From the outside you can tell how large this store is which is conveniently located on the corner of 30th ave. and 31st street in Astoria.

The store is very spacious with rows of shelves about 2 yards apart. The signs of the regions clearly hanging from above.

A small corner dedicated to Greece with all its famous spirits like Ouzo, Retsina, Metaxa Brandy and some very good wines from Santorini and the Peloponnese.

The various wine producing regions of France are indicated making it easier for the buyer. Notable regions like Bordeaux, Loire, Burgundy and Alsace.

For those special moments of celebration. You have your Moet & Chandon, Veuve Clicquot which are champagnes and you have your Prosecco from Italy a popular sparkling wine.

These are the finest wines the store has and at high prices as you can see.

It is actually cool to have some great wines at cheap prices for those not ready to spend a lot.

I had the pleasure to visit the Grand Wine and Liquor store in Astoria today and purchase a bottle of wine to pair with a casual steak dinner.

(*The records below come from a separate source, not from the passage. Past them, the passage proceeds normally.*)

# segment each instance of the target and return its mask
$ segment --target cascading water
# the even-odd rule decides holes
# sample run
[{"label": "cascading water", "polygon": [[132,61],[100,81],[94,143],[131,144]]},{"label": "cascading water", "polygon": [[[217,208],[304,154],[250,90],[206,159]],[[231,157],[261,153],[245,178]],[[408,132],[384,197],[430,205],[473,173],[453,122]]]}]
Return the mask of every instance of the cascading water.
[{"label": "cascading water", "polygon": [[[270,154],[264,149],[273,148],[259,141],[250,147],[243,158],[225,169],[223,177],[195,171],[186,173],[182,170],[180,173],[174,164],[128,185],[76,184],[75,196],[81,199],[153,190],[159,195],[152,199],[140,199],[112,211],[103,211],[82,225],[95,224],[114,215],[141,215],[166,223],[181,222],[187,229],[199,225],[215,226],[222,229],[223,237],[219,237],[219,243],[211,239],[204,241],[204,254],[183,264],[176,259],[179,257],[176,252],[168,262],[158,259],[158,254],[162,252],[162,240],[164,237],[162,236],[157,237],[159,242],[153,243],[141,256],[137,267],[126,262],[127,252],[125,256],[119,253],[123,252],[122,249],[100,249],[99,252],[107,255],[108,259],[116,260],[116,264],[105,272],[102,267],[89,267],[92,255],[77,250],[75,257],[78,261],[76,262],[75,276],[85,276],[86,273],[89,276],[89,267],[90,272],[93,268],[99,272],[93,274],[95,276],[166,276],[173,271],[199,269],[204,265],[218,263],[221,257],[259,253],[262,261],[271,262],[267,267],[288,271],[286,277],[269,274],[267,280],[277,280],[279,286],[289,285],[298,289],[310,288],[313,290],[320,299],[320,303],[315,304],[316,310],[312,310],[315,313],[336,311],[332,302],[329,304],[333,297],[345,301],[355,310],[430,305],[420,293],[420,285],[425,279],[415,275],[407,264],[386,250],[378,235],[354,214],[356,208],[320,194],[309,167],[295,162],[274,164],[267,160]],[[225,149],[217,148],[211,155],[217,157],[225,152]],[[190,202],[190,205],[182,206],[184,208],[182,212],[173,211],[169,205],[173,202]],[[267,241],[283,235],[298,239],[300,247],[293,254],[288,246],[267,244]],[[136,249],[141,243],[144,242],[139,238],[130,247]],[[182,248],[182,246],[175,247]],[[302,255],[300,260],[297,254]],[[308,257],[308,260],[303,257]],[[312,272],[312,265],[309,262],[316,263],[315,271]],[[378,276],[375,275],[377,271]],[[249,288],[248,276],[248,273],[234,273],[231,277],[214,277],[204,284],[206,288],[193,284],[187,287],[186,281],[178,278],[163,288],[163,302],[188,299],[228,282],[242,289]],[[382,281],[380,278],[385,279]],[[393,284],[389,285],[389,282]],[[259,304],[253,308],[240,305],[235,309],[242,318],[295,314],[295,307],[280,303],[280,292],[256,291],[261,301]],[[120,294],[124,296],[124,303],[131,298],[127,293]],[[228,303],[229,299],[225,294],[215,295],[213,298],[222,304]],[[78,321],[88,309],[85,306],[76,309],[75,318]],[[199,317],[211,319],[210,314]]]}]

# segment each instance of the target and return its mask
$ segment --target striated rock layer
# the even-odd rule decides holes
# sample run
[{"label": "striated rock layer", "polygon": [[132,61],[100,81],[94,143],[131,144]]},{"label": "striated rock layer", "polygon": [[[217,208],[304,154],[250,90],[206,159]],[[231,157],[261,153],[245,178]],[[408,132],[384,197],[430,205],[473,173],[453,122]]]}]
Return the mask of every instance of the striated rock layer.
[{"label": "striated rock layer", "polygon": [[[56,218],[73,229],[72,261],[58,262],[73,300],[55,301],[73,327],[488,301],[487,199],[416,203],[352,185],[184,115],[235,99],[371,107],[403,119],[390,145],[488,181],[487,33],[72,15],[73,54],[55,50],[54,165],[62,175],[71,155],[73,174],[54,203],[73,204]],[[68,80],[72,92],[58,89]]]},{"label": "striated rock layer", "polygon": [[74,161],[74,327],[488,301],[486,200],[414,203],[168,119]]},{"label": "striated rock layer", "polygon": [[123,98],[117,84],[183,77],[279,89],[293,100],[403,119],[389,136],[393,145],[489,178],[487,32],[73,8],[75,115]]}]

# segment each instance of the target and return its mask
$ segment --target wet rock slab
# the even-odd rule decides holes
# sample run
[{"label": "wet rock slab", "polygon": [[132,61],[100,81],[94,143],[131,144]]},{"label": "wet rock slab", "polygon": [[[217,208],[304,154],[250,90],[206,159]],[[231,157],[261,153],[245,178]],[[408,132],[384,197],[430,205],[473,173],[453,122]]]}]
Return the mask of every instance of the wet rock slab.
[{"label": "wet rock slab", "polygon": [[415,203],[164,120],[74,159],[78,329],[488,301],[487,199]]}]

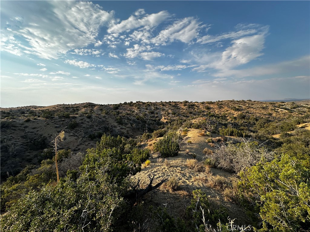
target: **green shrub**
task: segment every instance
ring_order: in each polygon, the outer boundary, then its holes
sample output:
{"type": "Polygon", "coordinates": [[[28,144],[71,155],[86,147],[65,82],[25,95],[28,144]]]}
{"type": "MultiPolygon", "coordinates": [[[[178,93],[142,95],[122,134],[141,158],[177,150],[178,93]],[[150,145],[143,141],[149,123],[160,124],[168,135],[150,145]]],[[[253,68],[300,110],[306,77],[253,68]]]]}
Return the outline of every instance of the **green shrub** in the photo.
{"type": "Polygon", "coordinates": [[[161,157],[163,157],[177,155],[180,150],[179,143],[181,140],[178,134],[168,133],[155,144],[154,151],[159,152],[161,157]]]}
{"type": "Polygon", "coordinates": [[[68,124],[68,127],[70,129],[74,129],[78,126],[78,122],[74,119],[72,120],[68,124]]]}
{"type": "Polygon", "coordinates": [[[284,155],[240,173],[241,190],[252,196],[263,220],[262,231],[310,228],[310,170],[304,161],[284,155]]]}

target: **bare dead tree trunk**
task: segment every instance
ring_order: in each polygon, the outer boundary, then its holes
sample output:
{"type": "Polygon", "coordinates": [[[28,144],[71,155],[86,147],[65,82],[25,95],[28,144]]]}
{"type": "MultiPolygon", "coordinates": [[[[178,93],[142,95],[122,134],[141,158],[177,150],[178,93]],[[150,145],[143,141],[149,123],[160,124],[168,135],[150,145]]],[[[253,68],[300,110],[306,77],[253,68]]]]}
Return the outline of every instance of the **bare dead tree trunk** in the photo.
{"type": "Polygon", "coordinates": [[[150,183],[148,186],[145,188],[137,189],[137,188],[140,186],[140,180],[138,181],[138,183],[134,186],[132,187],[131,191],[125,194],[124,196],[124,198],[128,199],[130,201],[132,205],[134,205],[138,202],[144,196],[145,194],[151,191],[154,191],[166,182],[168,179],[165,179],[162,180],[160,182],[157,184],[153,186],[152,183],[154,180],[154,175],[151,177],[149,175],[148,178],[150,179],[150,183]]]}

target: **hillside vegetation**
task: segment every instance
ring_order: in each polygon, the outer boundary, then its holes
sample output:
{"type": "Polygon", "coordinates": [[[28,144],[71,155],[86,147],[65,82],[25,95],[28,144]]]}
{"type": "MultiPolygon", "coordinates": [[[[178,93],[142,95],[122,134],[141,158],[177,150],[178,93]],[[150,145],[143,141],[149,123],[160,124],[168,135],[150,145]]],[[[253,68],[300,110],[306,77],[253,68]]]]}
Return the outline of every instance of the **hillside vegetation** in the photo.
{"type": "Polygon", "coordinates": [[[1,122],[4,231],[310,228],[310,101],[32,106],[1,122]]]}

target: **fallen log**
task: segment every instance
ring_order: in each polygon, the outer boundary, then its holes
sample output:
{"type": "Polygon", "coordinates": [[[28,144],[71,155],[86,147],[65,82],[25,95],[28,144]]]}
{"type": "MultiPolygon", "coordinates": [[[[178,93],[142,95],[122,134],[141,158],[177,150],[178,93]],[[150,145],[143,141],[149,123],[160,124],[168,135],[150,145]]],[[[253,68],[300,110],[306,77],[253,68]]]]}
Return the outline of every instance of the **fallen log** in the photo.
{"type": "Polygon", "coordinates": [[[154,180],[154,175],[153,174],[152,177],[149,175],[148,178],[150,179],[150,183],[146,188],[137,189],[138,187],[140,186],[140,180],[138,180],[137,184],[131,187],[131,190],[125,194],[124,198],[129,200],[132,205],[135,205],[137,202],[140,202],[145,194],[151,191],[155,191],[168,179],[168,178],[166,178],[162,180],[160,182],[153,186],[152,183],[154,180]]]}

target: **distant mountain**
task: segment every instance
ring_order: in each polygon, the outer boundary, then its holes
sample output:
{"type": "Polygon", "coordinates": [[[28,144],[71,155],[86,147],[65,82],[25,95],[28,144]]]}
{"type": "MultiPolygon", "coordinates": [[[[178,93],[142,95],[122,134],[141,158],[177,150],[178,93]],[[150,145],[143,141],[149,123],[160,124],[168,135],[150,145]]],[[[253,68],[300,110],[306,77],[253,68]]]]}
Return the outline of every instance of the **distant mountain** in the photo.
{"type": "Polygon", "coordinates": [[[260,100],[259,101],[274,101],[275,102],[279,102],[280,101],[302,101],[304,100],[309,100],[309,98],[306,99],[297,99],[296,98],[284,98],[281,100],[260,100]]]}

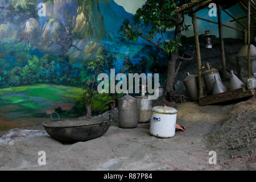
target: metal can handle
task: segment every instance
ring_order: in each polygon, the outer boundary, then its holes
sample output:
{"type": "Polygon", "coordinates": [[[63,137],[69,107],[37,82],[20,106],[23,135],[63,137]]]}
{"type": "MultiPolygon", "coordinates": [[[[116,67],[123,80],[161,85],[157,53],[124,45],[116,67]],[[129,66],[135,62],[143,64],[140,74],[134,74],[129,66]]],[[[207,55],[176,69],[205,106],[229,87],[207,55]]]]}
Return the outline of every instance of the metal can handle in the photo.
{"type": "Polygon", "coordinates": [[[102,121],[101,122],[101,124],[102,124],[103,122],[105,121],[109,121],[109,120],[112,119],[112,117],[113,117],[112,114],[114,114],[114,113],[113,111],[110,111],[110,113],[108,114],[108,115],[106,115],[106,117],[104,118],[104,119],[103,119],[102,121]],[[108,120],[106,120],[106,118],[107,118],[108,117],[109,117],[109,119],[108,120]]]}
{"type": "Polygon", "coordinates": [[[153,119],[154,119],[154,121],[161,121],[161,119],[160,118],[156,118],[156,117],[154,117],[153,119]]]}
{"type": "Polygon", "coordinates": [[[57,117],[59,118],[59,119],[60,119],[60,115],[58,114],[58,113],[57,113],[56,112],[53,112],[53,113],[51,113],[51,120],[53,120],[53,119],[52,119],[52,114],[56,114],[57,115],[57,117]]]}

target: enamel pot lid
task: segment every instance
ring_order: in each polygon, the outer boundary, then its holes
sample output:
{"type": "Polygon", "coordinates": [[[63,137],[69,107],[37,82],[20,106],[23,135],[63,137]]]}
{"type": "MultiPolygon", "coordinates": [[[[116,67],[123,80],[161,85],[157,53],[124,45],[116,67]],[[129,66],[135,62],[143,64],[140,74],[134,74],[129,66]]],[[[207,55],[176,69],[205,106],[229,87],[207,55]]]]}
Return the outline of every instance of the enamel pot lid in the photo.
{"type": "Polygon", "coordinates": [[[166,106],[155,106],[151,109],[151,110],[160,114],[175,114],[177,113],[177,110],[174,107],[166,106]]]}

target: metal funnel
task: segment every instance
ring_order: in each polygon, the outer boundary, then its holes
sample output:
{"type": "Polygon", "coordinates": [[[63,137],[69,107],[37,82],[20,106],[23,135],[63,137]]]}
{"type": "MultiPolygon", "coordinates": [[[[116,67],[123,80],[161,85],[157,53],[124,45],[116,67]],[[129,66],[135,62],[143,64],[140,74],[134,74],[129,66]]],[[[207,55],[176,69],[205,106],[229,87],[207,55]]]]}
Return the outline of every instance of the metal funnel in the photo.
{"type": "Polygon", "coordinates": [[[229,82],[230,90],[238,89],[245,86],[245,85],[231,71],[231,77],[229,82]]]}
{"type": "Polygon", "coordinates": [[[226,92],[228,91],[226,88],[224,86],[222,82],[216,77],[214,76],[214,85],[213,87],[213,95],[221,93],[226,92]]]}

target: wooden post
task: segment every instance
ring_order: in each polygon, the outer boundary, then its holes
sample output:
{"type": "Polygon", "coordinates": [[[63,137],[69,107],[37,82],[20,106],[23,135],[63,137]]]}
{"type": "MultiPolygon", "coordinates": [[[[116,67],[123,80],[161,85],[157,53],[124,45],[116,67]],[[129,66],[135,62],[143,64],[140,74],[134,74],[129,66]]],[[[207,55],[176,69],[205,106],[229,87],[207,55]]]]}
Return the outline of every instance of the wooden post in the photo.
{"type": "Polygon", "coordinates": [[[202,69],[201,65],[201,53],[198,36],[197,23],[196,22],[196,13],[192,13],[192,23],[194,29],[195,42],[196,44],[196,60],[197,61],[198,84],[199,86],[199,98],[204,96],[202,82],[202,69]]]}
{"type": "Polygon", "coordinates": [[[251,77],[251,1],[248,0],[248,27],[247,44],[248,46],[248,78],[251,77]]]}
{"type": "Polygon", "coordinates": [[[222,7],[218,5],[218,34],[220,35],[220,44],[221,48],[221,64],[222,66],[222,76],[224,80],[226,79],[226,57],[225,57],[224,41],[223,40],[222,20],[221,18],[221,10],[222,7]]]}

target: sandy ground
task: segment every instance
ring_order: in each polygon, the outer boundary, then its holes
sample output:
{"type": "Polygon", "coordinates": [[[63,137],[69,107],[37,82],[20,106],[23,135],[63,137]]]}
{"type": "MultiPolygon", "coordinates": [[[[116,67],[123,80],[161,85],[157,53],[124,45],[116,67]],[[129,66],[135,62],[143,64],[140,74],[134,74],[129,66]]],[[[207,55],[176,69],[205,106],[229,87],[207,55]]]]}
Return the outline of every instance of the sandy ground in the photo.
{"type": "Polygon", "coordinates": [[[187,102],[174,106],[178,110],[177,123],[187,129],[177,131],[173,138],[151,135],[148,124],[122,129],[114,122],[104,136],[72,145],[49,136],[15,138],[0,143],[0,170],[256,169],[255,160],[229,155],[205,143],[205,135],[232,105],[200,107],[187,102]],[[216,165],[208,163],[212,150],[217,152],[216,165]],[[38,163],[39,151],[46,152],[46,165],[38,163]]]}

The Amarone Della Valpolicella 2012 is made primarily from the Corvina grape located in the Veneto region of Italy. After harvest the grapes are air dried through a process called “appassimento” which allows them to shrivel into raisins, which results in making the sugar and flavors in the grapes to get more concentrated producing a distinctive and full bodied wine ideal for aging. (Vivino) I cannot wait to taste this wine!